Yeah i’d be interested to hear what you come up with…
It seems to me like the collapse layers function turns on Autokey and then just copies transforms per frame onto a new layer (using the regular plot option). But if it’s just copying transforms, I’m not sure why scene redraw would affect that, unless scene redraw also turns off transform updates of objects when being queried or something.
Hmm… I’ve played with the scene and ms. The script collapsing works for me exactly the same as manual. It works for both view redraw modes (ON or OFF). Without redraw the collapsing is much faster.
But if I do the collapsing with Plot Optimal Keys, the result of manual collapsing is different than the scripted one. And it doesn’t depend on the mode of view redraw.

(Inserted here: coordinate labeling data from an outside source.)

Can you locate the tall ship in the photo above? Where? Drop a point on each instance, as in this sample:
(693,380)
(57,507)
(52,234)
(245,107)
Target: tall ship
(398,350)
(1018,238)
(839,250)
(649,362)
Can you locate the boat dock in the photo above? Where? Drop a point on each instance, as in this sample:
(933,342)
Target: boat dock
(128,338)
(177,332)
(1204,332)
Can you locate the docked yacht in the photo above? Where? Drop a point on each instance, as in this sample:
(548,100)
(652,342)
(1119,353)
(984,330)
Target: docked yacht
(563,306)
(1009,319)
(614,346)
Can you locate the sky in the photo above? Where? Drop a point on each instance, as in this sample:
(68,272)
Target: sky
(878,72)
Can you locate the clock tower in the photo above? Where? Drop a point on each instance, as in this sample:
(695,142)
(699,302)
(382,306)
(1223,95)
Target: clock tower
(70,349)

That’s interesting… I wonder what could be different. I’m running Max 2010 sp1… what did you test with?
I’m not sure what “plot optimal keys” does yet but I know that everyone here avoids it as it actually seems to be non-optimal and innacurate, and animators would rather have an accurate bake with samples on every frame. If you watch the timeline as it samples it seems to bounce around frames quite a bit.
I used MAX 2012… I don’t have CAT in my 2010.
Absolutely agreed. I did “plot optimal keys” test just to see any possible difference.
Still occurs for me in 2011, I don’t have 2012 here to test with. I wonder if it’s a video card or windows-related issue… Do you know anything about what exactly enableSceneRedraw does under the hood Denis?
enable/disable redraw do as they say. They say to system about do or do not redraw the viewport. But some controllers/tools/modifiers are using redraw message to update some internal data. Which is not right but… Technically disabled redraw might cause the not updating of some controllers.